Plus de quatre mille pages de lois, ordonnances et autres dispositions commandent la vie professionnelle paysanne. La jungle réglementaire empêche
les professionnels de l’agriculture d’évoluer vers un entrepreneuriat indépendant. Une volonté de déréguler largement étayée serait nécessaire et créerait l’espace nécessaire à l’innovation.

Beatrice Rüttimann: Le point capital de la stratégie à dix points élaborée par Avenir Suisse est l’ouverture des frontières pour les biens agricoles. Quelles seraient les répercussions d’une ouverture totale sur la production alimentaire ?

Patrick Dümmler: Nous parlons d’un démantèlement par étapes des droits de douane et des contingents pour les biens agricoles. Pour ce faire, nous pouvons actionner divers leviers, de façon à échelonner la transition dans le temps pour la rendre supportable. Exemple : tous les droits de douane et subventions à l’exportation grevant les échanges de la filière fromagère avec l’UE ont été abolis par étapes. Comme il s’agissait d’un processus réciproque, de nouvelles opportunités commerciales se sont ouvertes aux fromageries qui ont su les saisir avec succès.

En Autriche, une exploitation agricole sur trois a cessé ses activités depuis l’adhésion à l’UE. Faut-il envisager ce scénario aussi en Suisse en cas d’ouverture des frontières ?

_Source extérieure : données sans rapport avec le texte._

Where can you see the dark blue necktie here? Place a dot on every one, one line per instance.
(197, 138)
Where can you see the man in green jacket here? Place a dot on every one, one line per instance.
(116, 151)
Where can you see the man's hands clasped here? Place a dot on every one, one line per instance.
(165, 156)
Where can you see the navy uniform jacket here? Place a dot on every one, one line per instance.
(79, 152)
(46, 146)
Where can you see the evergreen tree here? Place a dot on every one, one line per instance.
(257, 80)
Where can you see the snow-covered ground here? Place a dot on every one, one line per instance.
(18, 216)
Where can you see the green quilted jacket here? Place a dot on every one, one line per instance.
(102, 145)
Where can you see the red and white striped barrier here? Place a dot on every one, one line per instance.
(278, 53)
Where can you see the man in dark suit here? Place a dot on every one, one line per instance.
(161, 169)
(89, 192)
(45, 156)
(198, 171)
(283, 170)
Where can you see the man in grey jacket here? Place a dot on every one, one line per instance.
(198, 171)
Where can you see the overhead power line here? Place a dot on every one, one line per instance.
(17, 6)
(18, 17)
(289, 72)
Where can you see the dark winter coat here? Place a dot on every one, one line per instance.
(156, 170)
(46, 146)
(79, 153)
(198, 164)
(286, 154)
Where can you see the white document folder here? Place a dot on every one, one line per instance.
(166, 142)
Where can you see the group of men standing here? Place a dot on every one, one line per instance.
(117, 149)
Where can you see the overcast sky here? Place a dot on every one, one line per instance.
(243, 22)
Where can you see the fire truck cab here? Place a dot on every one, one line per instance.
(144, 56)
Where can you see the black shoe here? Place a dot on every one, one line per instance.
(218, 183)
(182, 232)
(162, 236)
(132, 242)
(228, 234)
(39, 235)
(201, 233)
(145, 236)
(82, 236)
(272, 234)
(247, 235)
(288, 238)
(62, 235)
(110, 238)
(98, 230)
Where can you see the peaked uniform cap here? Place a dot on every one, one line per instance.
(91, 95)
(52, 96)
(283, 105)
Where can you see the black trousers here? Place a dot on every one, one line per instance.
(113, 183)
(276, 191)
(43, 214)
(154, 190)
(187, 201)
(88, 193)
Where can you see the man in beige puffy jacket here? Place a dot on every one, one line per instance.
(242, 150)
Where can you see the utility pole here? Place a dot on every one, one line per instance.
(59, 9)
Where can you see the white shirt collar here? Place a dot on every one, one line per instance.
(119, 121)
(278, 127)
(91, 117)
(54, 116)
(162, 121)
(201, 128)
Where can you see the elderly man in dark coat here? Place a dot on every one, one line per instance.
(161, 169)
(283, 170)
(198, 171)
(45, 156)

Non. L’adhésion à l’UE était liée à une ouverture complète et rapide du marché autrichien aux biens agricoles provenant du marché intérieur. En même temps, il a fallu adapter aux règles de l’UE les mesures de soutien au secteur, ce qui a fait chuter les subventions. Quant à la Suisse, elle n’entrera pas dans l’UE dans un proche avenir.

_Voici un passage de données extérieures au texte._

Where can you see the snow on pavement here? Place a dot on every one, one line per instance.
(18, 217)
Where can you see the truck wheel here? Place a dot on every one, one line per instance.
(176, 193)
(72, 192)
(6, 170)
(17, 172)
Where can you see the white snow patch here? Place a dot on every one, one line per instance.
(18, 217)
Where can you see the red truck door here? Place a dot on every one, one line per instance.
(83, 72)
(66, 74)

Les Suisses consacrent à peine dix pour cent de leur budget de consommation aux achats de nourriture. Cela n’est-il pas à notre portée ?

Les représentants de l’agriculture arguent qu’au contraire nous devons nous payer cela pour le bien de l’environnement, des animaux et des familles paysannes. Mais les producteurs étrangers ont eux aussi progressé. Ils produisent en bio ou en appliquant des dispositions relatives au bien-être des animaux plus sévères que les dispositions légales. L’argument selon lequel des salaires élevés entraînent un niveau de prix élevé n’est pas une loi naturelle. Sinon, comment pourrait-on justifier le niveau de prix plus bas au Luxembourg qu’en Autriche bien que le salaire moyen soit plus élevé au Luxembourg ?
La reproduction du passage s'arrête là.